Autores: GÓMEZ-ACEBO LASSO, JAVIER; ORTIZ PÉREZ DEL MOLINO, JESÚS
Editorial: JAVIER GÓMEZ-ACEBO y JESÚS ORTIZ
Publicado en: 2025
ISBN: 978-84-09-75324-6
Una concienzuda investigación ha sacado del olvido los bajorrelieves de Jesús Otero Oreña (Santillana del Mar, 1908-1994) que, a la vista de cualquier transeúnte, decoran el antiguo Palacio de Justicia de Santander (actual sede de los Juzgados de lo Social, plaza Juan José Ruano 16), inaugurado en 1961.
No es broma, pero hay que matizar la penumbra: a pesar de lo improbable de la afirmación, todo parece indicar que nadie, entre quienes deberían hacerlo, se acordaba de ellos. (¿Que quiénes deberían hacerlo? ¿Alguien pretende que ponga aquí una lista y la someta a consenso?)
El libro de Javier Gómez-Acebo y Jesús Ortiz se enfrenta a una desmemoria que no es reciente. Desde su construcción, aparecen en la prensa pocas alusiones a los bajorrelieves y, ya en 1979, un reputado periodista los obviaba lamentando la ausencia de obras importantes de Otero en la capital de Cantabria. Así, aparte de que nunca debieron de estar presentes en los ánimos cotidianos de la ciudad, se desvanecieron en los mapas culturales.
Empezaré por lo tangible aunque parezca trivial. Los bajorrelieves nacieron literalmente arrinconados. Están en los tabiques perpendiculares a la fachada que dividen la entrada norte del edificio, a la cual se accede por una escalera bastante inclinada. Apenas se ven si se miran de lejos y, al aproximarse, las contrahuellas de los peldaños acaparan la atención: amenazan con malas caídas. Una vez arriba, los cuadrados labrados quedan demasiado cerca y altos para que el visitante inadvertido repare en el conjunto. Además, se trata del acceso a un juzgado; hay un trasiego constante de público; uno puede ir con cierta frecuencia durante años por tener un trabajo dependiente de la burocracia -es mi caso- sin apreciarlos. Es una pobre excusa, por supuesto, pero todo resta. Exagerando la perspectiva histórica, se diría que esos apólogos de la justicia, cargados de símbolos y mitos, a la vez sintéticos y expresivos, no fueron encargados para ser contemplados e invitar al descifre y la reflexión, sino por seguir la costumbre de anular el miedo al vacío con el prestigio del arte aunque la voluntad comunicativa del artista se reduzca hasta pasar desapercibida.
No obstante, resulta evidente que la causa primera del ninguneo fue, en principio, la militancia comunista del escultor, responsable durante la República del patrimonio artístico de su villa natal, luego detenido por el franquismo, condenado a muerte, encarcelado una vez conmutada la sentencia, represaliado y siempre sospechoso. A pesar de todas las trabas, Otero pudo reconstruir su carrera cuando el régimen, derrotados los fascismos en Europa, cambió de aliados y se sintió obligado a actualizar las apariencias.
El hecho de encomendar a un artista con antecedentes subversivos la elaboración de alegorías para una sede judicial debió de generar desconfianza en algunos sectores de las letales fuerzas vivas de la época. Si Otero se permitió introducir rostros, modelos, alusiones o mensajes privados de contenido contestatario, dudo que las autoridades se percataran de ello y no destruyeran la obra. En todo caso, me atrevo a decir que en el largo olvido concurren más factores que los recelos sobre sus intenciones.
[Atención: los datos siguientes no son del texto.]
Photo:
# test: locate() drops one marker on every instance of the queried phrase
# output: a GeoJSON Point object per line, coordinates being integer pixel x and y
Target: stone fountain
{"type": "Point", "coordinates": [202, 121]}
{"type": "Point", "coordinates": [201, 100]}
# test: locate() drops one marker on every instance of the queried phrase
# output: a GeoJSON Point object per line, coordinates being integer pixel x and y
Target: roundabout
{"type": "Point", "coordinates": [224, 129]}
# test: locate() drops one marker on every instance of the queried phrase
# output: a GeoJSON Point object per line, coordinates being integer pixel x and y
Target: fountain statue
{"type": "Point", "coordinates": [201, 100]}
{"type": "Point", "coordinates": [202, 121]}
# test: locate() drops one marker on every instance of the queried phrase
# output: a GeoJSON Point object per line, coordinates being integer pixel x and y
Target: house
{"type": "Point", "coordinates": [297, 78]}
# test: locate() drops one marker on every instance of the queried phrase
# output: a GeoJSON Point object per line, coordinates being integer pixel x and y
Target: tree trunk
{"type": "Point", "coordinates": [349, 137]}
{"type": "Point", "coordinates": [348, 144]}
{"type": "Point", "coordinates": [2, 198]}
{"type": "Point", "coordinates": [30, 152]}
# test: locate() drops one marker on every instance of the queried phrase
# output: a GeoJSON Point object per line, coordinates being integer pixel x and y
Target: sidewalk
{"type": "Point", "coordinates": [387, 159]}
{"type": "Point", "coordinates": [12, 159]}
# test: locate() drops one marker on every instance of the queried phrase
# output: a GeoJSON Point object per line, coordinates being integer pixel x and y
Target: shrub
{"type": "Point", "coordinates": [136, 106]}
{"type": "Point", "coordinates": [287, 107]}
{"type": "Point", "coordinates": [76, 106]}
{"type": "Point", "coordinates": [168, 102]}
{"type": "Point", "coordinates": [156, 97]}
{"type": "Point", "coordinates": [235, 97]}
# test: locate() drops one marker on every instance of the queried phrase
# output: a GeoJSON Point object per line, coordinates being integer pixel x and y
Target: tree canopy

Superada(¡?) la dictadura, los murales siguieron desaparecidos durante la Transición, sin moverse de su sitio, ajenos al guión asfixiante de la monarquía y sus nuevos y viejos actores. Eso también resultaría emblemático (hay que romper la banalización de esa palabra) si valiera la pena hablar de ello.
Con el paso de los años, el desinterés original se fue impregnando de contemporaneidad. La abundancia de iconos en la sociedad del consumo espectacular hace muy difícil reparar en el arte público si sus obras no son imponentes ni estorban la vista de otras cosas, no relampaguean en las guías ni anuncian o fingen anunciar algo o no gozan de fama en la identidad pregonada de los lugares. En una sociedad ruidosa, apresurada y abigarrada, los elementos que no son reclamos activos suelen pasar desapercibidos tanto para las personas que conviven con ellos como para el turismo de denominadores comunes y terraceos.
La investigación que han llevado a cabo Gómez-Acebo y Ortiz, basada en notas y bocetos del autor, testimonios de familiares y allegados y publicaciones, demuestra que los bajorrelieves de Otero, pequeñas parcelas de piedra que demandan estética y justicia, merecen la atención que nunca tuvieron.